There's more to weaning than just the lungs!
Although life-sustaining, mechanical ventilation is associated with complications that can impact on mortality and morbidity. Therefore, weaning is initiated early during the course of mechanical ventilation, with the aim of liberation as soon as possible. In some cases, patients can be weaned quickly from mechanical ventilation, while others may take significantly longer, regardless of whether there are protocols or not. 
Extubation failure is associated with longer periods of mechanical ventilation, longer hospital stays and increased mortality.  There are numerous measures and indices that have been developed to determine weaning and extubation suitability; however, the accuracy of these indices is yet to be convincingly and consistently shown.  Of note, muscle strength and endurance have not been assessed as factors in any of the identified studies for weaning/extubation success, but both impact on weaning. One of the reasons for the lack of accuracy of weaning indices may be that the majority of these indices are derived from ventilatory parameters. Cardiovascular dysfunction prior to or during weaning is being increasingly recognised as a contributor to weaning failure.  Consciousness and psychological factors such as delirium, depression and anxiety have also been shown to affect weaning outcome.  Nutrition and the underlying physiological status of the patient are also factors to consider.  Furthermore, muscle weakness of both respiratory and peripheral muscles has also been associated with weaning failure. [5-9] Many of the aforementioned factors may be ameliorated through rehabilitative interventions during the course of mechanical ventilation. 
In this issue of SAJCC , de Beer et al .  aimed to determine, in a pilot study, whether measures of upper-limb and neck-muscle strength, as well as muscle endurance, are associated with spontaneous breathing trial (SBT) and/or extubation failure. The assessment of these potential contributors could provide a more holistic assessment of readiness to wean/extubate. Furthermore, assessment of these factors could help to develop patient-tailored rehabilitation interventions to assist with earlier liberation from mechanical ventilation. Upper-limb and neck muscles (upper trapezius, neck flexors and middle deltoid) were assessed using the Oxford scale, owing to their common innervation pathways with the respiratory muscles. The authors found that deltoid and neck flexor strength was associated with extubation failure, but not SBT failure. Additionally, a longer active cycling distance and time were associated with successful SBT or extubation.

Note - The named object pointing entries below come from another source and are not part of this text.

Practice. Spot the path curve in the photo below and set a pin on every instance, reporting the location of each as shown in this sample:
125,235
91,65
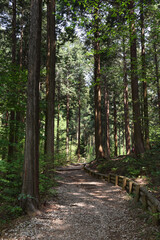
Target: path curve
86,209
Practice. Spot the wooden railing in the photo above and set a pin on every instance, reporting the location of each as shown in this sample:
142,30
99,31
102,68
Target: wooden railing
140,193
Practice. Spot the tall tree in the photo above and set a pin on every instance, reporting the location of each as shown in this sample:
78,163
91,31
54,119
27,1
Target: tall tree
51,82
145,95
138,140
30,188
12,113
97,88
107,145
126,109
115,126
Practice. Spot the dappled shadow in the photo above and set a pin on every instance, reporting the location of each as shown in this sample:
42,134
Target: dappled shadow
85,208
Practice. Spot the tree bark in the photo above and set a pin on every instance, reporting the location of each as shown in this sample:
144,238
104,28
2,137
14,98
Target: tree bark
67,128
58,117
115,126
79,123
51,85
145,97
157,77
107,145
30,188
138,140
97,90
126,109
12,113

While the concepts examined certainly warrant investigation, and a more holistic assessment of weaning readiness is needed, the results do, however, require caution and further validation. Admittedly, this is a pilot study with a relatively small population, with only two participants failing extubation (and likely owing to medical reasons). Additionally, the groups differed in age, length of stay in the intensive care unit (ICU) and duration of mechanical ventilation, all of which may impact negatively on weaning/extubation outcome. It is essential that other factors impacting on weaning/extubation outcomes, such as comorbidities and disease severity, are accounted for in the analysis, to fully understand the value of assessing upper-limb and neck-muscle strength and endurance to determine extubation readiness.
One has to question whether muscle endurance was adequately assessed in this study.  Muscle endurance, by definition, is the ability of a muscle to sustain a submaximal load for a period of time, according to the American College of Sports Medicine guidelines. The submaximal load should be individualised to the patient in a standardised manner (e.g. a percentage of their one-repetition maximum). In the present study, the same load was applied to all participants, regardless of their underlying strength. This raises the question as to whether endurance was adequately assessed in stronger patients, and assessed at all in the very weak patients.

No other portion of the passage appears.